Patients with early rheumatoid arthritis (RA) have high expression of toll-like receptors (TLRs) 3 and 4, say Swiss scientists who believe their findings indicate that the signaling pathway is involved in the disease process.
Recent studies have shown that RA synovial fibroblasts (RASFs), which take an active part in the inflammatory and matrix-degrading processes of RA, are stimulated by TLR pathway activation.
To investigate further, Fabia Brentano, from University Hospital Zurich, and colleagues studied 11 patients with longstanding RA (average 21.8 years, 10 with early RA (average 0.4 years), and 11 with osteoarthritis.
Polymerase chain reaction was used to analyse TLR 1–10 expression in RASFs, osteoarthritis synovial fibroblasts (OASFs), and skin fibroblasts, and fibroblasts were stimulated with tumor necrosis factor alpha, interleukin (IL)-1beta, bacterial lipopeptide, the TLR-3 ligand poly(I-C), lipopolysaccharaide, and flagellin. The team also assessed IL-6 production and induction of TLRs 2–5, and matrix metalloproteinases (MMPs) 3 and 13 messenger RNA.

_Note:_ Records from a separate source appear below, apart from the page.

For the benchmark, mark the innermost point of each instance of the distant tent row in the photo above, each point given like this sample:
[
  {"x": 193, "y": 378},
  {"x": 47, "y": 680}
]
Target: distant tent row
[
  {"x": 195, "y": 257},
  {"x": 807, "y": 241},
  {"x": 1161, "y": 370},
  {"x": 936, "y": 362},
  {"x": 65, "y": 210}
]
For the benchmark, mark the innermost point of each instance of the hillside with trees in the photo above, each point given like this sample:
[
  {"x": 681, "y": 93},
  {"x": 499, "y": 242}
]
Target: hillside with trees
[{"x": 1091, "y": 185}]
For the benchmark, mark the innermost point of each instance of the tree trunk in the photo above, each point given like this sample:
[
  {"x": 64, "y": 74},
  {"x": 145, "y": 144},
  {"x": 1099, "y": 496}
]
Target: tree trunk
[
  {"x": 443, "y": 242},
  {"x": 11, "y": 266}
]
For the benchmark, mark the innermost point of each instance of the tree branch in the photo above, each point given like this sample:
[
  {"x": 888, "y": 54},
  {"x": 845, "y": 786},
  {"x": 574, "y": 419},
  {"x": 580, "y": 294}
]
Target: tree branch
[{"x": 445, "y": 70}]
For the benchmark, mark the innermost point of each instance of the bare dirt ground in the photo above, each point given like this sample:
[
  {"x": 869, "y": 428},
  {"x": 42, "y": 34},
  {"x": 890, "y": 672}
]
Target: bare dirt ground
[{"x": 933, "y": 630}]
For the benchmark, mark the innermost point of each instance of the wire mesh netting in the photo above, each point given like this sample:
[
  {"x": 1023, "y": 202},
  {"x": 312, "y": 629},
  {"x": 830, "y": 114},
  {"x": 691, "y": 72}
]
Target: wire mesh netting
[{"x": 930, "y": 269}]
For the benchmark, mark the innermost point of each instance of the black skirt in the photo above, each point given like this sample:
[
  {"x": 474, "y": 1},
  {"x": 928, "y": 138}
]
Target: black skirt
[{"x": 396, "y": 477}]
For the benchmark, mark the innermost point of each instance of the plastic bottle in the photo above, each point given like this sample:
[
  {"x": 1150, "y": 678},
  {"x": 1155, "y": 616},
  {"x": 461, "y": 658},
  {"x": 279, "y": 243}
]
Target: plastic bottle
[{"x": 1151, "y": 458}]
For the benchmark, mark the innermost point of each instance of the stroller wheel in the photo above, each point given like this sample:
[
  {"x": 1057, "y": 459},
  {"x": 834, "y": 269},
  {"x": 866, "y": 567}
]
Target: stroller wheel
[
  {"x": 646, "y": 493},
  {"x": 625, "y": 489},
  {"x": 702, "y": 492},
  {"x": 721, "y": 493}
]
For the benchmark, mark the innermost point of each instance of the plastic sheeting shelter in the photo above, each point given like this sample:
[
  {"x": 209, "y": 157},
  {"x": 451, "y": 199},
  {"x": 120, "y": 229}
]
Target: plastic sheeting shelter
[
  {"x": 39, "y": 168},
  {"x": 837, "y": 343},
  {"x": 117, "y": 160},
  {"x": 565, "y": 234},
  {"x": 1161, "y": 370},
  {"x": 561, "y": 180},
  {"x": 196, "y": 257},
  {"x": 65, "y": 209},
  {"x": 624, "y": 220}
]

The results, published in the journal Arthritis and Rheumatism, indicate that TLR1–6, but not TLR1–10, were expressed by RASFs, OASFs, normal synovial fibroblasts, and skin fibroblasts, with the highest expression found for TLR-3, followed by TLR-4. There were no significant differences in expression between cell types.
In addition, the team found that stimulation of synovial fibroblasts by poly(I-C) led to the most substantial increases in IL-6, MMP-3, and MMP-13 expression. However, none of the tests stimuli had any impact on regulation of MMP-3 or MMP-13 in skin fibroblasts.
Both TLR-3 and TLR-4 were highly expressed in synovial tissues from early RA patients at levels comparable to those in patients with longstanding RA. In both sets of RA patients, levels of expression were increased compared with osteoarthritis patients.
The team conclude: “Our data suggest that stimulation of TLR pathways occurs early in RA, resulting in the activation of synovial fibroblasts and contributing to the development of synovial inflammation and joint destruction.”